$p$ is continuous and surjective. For each $z\in Z$ there is an open neighborhood $U$ of $z$ evenly covered by $r$ , that is $r^{-1}(U)$ is the union of disjoint open sets $U_{i}$ in $Y$ each homeomorphic to $U$ where $r|_{U_{i}}$ is a homeomorphism. Further, let $z_{i}\in U_{i}$ be such that $r(z_{i})=z$ . There is an open neighborhood $V_{i}$ of $z_{i}$ evenly covered by $q$ . Then $r(V_{i})$ is open in $Z$ ($r$ is an open map, see the last paragraph on page 336) and $z=r(z_{i})\in r(V_{i})\cap r(U_{i})=r(V_{i})\cap U$ . Since there are finite number of $z_{i}$ ’s, $U'=\cap_{i}r(V_{i})\cap U$ is an open neighborhood of $z$ .

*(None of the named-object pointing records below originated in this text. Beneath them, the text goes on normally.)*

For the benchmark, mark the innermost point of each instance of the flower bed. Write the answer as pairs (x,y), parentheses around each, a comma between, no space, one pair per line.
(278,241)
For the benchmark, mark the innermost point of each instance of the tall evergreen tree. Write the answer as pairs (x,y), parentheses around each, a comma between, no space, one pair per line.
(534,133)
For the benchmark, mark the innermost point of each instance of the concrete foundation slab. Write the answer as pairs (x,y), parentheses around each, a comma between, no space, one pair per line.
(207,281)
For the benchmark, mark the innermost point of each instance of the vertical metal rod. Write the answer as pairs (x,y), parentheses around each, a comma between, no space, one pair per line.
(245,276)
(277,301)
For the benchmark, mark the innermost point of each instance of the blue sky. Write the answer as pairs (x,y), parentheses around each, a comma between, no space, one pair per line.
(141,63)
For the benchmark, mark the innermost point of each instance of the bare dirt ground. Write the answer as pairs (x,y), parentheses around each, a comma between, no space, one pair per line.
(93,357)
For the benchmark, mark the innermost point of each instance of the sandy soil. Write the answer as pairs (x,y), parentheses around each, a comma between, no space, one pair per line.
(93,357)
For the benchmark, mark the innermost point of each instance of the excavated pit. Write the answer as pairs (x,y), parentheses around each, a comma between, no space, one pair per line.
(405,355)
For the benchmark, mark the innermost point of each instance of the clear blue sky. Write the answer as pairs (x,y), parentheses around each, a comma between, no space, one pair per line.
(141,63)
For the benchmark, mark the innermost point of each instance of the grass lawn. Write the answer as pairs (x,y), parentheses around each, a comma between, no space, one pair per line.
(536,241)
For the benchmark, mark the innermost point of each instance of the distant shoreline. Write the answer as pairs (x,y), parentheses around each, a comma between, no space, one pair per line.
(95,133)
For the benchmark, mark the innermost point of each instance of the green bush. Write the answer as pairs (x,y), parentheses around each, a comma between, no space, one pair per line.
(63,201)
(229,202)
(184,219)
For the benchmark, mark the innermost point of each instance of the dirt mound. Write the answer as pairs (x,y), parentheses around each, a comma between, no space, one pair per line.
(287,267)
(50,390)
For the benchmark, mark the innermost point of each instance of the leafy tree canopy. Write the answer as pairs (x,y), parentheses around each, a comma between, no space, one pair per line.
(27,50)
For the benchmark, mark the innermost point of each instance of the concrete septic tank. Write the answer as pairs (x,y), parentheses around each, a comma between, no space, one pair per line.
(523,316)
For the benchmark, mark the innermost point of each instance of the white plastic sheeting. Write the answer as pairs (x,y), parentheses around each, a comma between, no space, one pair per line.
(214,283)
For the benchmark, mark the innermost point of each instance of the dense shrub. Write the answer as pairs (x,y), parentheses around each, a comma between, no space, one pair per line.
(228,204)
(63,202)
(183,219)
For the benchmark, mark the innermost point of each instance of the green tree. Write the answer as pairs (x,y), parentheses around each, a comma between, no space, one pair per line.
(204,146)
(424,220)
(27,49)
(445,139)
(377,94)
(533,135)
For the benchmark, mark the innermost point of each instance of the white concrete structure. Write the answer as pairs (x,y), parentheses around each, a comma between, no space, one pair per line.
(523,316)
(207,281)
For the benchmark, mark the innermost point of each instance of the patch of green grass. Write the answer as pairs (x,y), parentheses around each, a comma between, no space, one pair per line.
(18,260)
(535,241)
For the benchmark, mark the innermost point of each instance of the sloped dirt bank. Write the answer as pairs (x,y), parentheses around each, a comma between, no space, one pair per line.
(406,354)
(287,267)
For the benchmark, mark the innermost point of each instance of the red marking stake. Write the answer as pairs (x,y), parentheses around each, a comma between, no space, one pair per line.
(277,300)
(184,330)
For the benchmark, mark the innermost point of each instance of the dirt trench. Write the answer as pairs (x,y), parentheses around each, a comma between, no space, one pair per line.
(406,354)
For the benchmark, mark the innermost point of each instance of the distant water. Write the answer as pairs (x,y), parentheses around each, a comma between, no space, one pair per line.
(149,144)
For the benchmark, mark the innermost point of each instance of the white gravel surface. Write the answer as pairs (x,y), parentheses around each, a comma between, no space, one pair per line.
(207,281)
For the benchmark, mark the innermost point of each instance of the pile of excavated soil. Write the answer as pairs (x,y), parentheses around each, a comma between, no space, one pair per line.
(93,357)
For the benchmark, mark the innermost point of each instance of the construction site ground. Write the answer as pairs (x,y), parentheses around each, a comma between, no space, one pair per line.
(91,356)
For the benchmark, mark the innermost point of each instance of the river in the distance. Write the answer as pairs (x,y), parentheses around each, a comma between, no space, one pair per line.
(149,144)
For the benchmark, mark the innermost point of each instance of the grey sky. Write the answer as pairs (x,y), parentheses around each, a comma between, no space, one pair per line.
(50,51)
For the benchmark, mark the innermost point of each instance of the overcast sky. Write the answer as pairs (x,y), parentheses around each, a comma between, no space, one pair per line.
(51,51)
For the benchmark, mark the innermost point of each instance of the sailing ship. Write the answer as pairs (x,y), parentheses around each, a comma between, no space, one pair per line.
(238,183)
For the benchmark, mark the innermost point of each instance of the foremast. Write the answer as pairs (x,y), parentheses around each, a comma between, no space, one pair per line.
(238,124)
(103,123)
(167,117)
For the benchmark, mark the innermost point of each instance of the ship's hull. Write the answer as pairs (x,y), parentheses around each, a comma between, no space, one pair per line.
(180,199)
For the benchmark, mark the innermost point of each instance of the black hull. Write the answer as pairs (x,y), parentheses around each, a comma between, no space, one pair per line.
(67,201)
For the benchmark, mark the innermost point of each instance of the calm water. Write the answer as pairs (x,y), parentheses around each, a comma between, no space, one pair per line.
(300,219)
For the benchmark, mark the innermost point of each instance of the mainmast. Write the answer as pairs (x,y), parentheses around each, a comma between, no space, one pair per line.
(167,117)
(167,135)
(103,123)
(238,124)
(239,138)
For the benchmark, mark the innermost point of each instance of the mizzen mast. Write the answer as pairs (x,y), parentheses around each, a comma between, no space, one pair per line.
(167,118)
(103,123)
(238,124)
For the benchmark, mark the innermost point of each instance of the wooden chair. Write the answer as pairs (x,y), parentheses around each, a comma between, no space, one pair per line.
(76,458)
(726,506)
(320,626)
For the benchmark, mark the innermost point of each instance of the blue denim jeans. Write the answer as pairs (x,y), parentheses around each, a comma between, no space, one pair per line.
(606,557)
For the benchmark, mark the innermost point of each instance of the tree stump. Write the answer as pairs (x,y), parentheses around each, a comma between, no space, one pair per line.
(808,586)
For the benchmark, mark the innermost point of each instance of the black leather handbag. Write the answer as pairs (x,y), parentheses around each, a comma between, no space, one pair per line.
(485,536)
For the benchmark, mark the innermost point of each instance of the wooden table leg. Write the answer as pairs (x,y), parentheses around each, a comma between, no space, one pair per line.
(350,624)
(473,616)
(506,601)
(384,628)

We claim that $U'$ is evenly covered by $p$ . Indeed, since $U$ is evenly covered by $r$ , $U'$ , as an open subset of $U$ , is evenly covered by $r$ where slices are $U'_{i}=r^{-1}(U')\cap U_{i}$ ($r^{-1}(U')\subset r^{-1}(U)$ $=\cup_{i}U_{i}$ and $r|_{U_{i}}$ is a homeomorphism for each $i$ ). Further, for every $i$ , $U'_{i}\subset V_{i}\cap U_{i}$ (because $r|_{U_{i}}$ is a homeomorphism and $U'\subset r(U_{i})\cap r(V_{i})$ ), i.e. $U'_{i}$ is an open subset of $V_{i}$ evenly covered by $q$ , hence, $U'_{i}$ is evenly covered by $q$ (similar argument as above for $U'$ ). Note that if $i\neq j$ , the slices of $q^{-1}(U'_{i})$ and $q^{-1}(U'_{j})$ are disjoint, because $U'_{i}\subset U_{i}$ and $U'_{j}\subset U_{j}$ where $U_{i}$ and $U_{j}$ are disjoint. Overall, $p^{-1}(U')=\cup_{i}q^{-1}(U'_{i})=\cup_{i}U'_{ij}$ is the disjoint union of open subsets of $X$ , where each $U'_{ij}$ is homeomorphic to $U'$ via the corresponding $U'_{i}$ , and $p|_{U'_{ij}}=r|_{U'_{i}}\circ q|_{U'_{ij}}$ is a homeomorphism. See Figure 1↓.